BioTrain: Sub-MB, Sub-50mW On-Device Fine-Tuning for Edge-AI on Biosignals

Biosignals exhibit substantial cross-subject and cross-session variability, inducing severe domain shifts that degrade post-deployment performance for small, edge-oriented AI models. On-device adaptation is therefore essential to both preserve user privacy and ensure system reliability. However, existing sub-100 mW MCU-based wearable platforms can only support shallow or sparse adaptation schemes due to the prohibitive memory footprint and computational cost of full backpropagation (BP). In this paper, we propose BioTrain, a framework enabling full-network fine-tuning of state-of-the-art biosignal models under milliwatt-scale power and sub-megabyte memory constraints. We validate BioTrain using both offline and on-device benchmarks on EEG and EOG datasets, covering Day-1 new-subject calibration and longitudinal adaptation to signal drift. Experimental results show that full-network fine-tuning achieves accuracy improvements of up to 35% over non-adapted baselines and outperforms last-layer updates by approximately 7% during new-subject calibration. On the GAP9 MCU platform, BioTrain enables efficient on-device training throughput of 17 samples/s for EEG and 85 samples/s for EOG models within a power envelope below 50 mW. In addition, BioTrain's efficient memory allocator and network topology optimization enable the use of a large batch size, reducing peak memory usage. For fully on-chip BP on GAP9, BioTrain reduces the memory footprint by 8.1x, from 5.4 MB to 0.67 MB, compared to conventional full-network fine-tuning using batch normalization with batch size 8.

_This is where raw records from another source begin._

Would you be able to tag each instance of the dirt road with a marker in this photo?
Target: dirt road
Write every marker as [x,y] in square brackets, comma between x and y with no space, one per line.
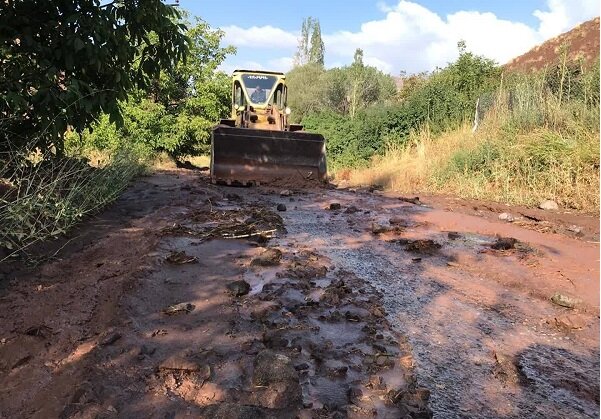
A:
[191,300]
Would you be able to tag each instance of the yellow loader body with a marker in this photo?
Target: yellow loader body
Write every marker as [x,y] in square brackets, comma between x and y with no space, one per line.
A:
[257,144]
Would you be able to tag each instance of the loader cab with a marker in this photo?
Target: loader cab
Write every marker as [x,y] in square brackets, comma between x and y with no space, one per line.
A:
[259,89]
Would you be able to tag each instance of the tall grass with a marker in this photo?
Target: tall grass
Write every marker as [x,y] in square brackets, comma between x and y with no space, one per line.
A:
[42,196]
[532,144]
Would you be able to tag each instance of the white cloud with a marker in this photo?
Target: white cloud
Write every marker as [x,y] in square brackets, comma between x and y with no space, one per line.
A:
[282,64]
[229,67]
[413,38]
[564,14]
[264,37]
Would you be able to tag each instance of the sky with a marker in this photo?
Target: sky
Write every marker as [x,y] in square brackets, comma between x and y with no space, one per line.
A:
[396,36]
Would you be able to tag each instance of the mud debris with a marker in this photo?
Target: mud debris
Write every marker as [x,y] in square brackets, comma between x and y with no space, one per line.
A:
[238,288]
[270,257]
[421,246]
[180,258]
[180,308]
[506,216]
[504,243]
[565,300]
[549,205]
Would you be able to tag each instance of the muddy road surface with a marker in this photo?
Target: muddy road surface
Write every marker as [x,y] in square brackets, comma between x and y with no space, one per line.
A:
[186,299]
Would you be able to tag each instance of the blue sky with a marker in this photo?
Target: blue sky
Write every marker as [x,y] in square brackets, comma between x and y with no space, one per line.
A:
[410,36]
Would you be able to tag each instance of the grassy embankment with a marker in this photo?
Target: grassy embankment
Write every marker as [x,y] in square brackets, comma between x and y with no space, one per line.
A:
[531,145]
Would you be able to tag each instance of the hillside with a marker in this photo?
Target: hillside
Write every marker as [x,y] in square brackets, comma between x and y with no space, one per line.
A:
[583,42]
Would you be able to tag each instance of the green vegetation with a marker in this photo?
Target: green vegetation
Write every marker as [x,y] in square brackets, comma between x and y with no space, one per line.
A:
[89,92]
[537,138]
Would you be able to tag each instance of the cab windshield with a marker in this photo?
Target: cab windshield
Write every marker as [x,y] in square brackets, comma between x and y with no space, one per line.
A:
[258,87]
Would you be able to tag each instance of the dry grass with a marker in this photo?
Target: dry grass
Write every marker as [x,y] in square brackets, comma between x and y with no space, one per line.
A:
[521,169]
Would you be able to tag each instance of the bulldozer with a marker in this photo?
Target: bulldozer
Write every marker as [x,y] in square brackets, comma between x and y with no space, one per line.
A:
[258,144]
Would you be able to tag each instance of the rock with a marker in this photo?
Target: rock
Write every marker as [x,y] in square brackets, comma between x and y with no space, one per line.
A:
[354,395]
[110,339]
[275,374]
[376,382]
[238,288]
[395,220]
[270,257]
[147,350]
[180,258]
[377,228]
[351,210]
[301,367]
[569,322]
[228,410]
[549,205]
[178,309]
[453,235]
[504,243]
[564,300]
[176,363]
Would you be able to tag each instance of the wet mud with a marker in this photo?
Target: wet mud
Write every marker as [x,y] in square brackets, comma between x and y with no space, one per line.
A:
[212,302]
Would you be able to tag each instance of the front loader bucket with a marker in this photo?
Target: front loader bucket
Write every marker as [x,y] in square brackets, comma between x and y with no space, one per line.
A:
[248,155]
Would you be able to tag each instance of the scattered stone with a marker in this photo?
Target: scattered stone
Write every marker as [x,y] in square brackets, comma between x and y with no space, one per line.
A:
[564,300]
[396,220]
[415,200]
[302,367]
[351,210]
[453,235]
[110,339]
[338,372]
[41,331]
[227,410]
[377,228]
[277,381]
[176,363]
[238,288]
[178,309]
[180,258]
[354,395]
[427,246]
[377,312]
[376,382]
[549,205]
[147,350]
[569,322]
[22,361]
[270,257]
[504,243]
[505,216]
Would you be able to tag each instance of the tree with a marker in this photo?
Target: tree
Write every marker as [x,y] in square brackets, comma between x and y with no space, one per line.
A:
[65,63]
[302,53]
[177,114]
[316,54]
[310,50]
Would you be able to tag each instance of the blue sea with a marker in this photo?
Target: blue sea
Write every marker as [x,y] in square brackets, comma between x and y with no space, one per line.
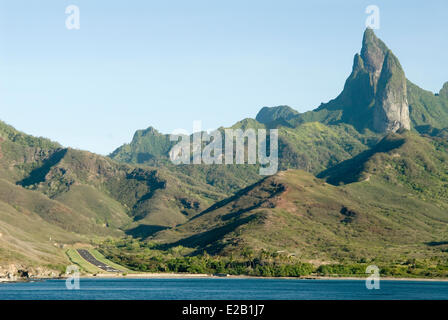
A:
[223,289]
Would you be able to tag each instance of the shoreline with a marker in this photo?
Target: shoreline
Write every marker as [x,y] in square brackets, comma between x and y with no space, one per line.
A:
[209,276]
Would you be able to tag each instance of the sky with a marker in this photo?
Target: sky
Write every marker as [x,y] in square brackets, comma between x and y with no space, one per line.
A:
[134,64]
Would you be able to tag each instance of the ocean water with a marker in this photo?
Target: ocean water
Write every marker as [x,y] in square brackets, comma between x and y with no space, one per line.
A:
[223,289]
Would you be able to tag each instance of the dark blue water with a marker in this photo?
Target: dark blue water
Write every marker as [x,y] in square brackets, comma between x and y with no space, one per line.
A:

翻译：生物信号在跨对象和跨会话间存在显著变异性，导致严重的域偏移，从而降低小型边缘人工智能模型的部署后性能。因此，设备端自适应对于保护用户隐私和确保系统可靠性至关重要。然而，现有基于亚100毫瓦微控制器的可穿戴平台仅能支持浅层或稀疏自适应方案，原因是全反向传播所需的内存占用和计算成本过高。本文提出BioTrain框架，能够在毫瓦级功耗和亚兆字节内存约束下，实现对最先进生物信号模型的全网络微调。我们使用脑电图和眼电图数据集，通过离线与设备端基准测试验证BioTrain，涵盖新对象日间校准与纵向信号漂移自适应。实验结果表明，全网络微调相比未自适应基线最高可提升35%的准确率，在新对象校准中比仅更新最后一层的方法高出约7%。在GAP9微控制器平台上，BioTrain在低于50毫瓦的功耗范围内，实现了脑电图模型17样本/秒和眼电图模型85样本/秒的高效设备端训练吞吐量。此外，BioTrain的高效内存分配器与网络拓扑优化支持大批量处理，降低了峰值内存使用。在GAP9上进行全芯片内反向传播时，与使用批量归一化且批量大小为8的传统全网络微调相比，BioTrain将内存占用从5.4 MB压缩至0.67 MB，降低了8.1倍。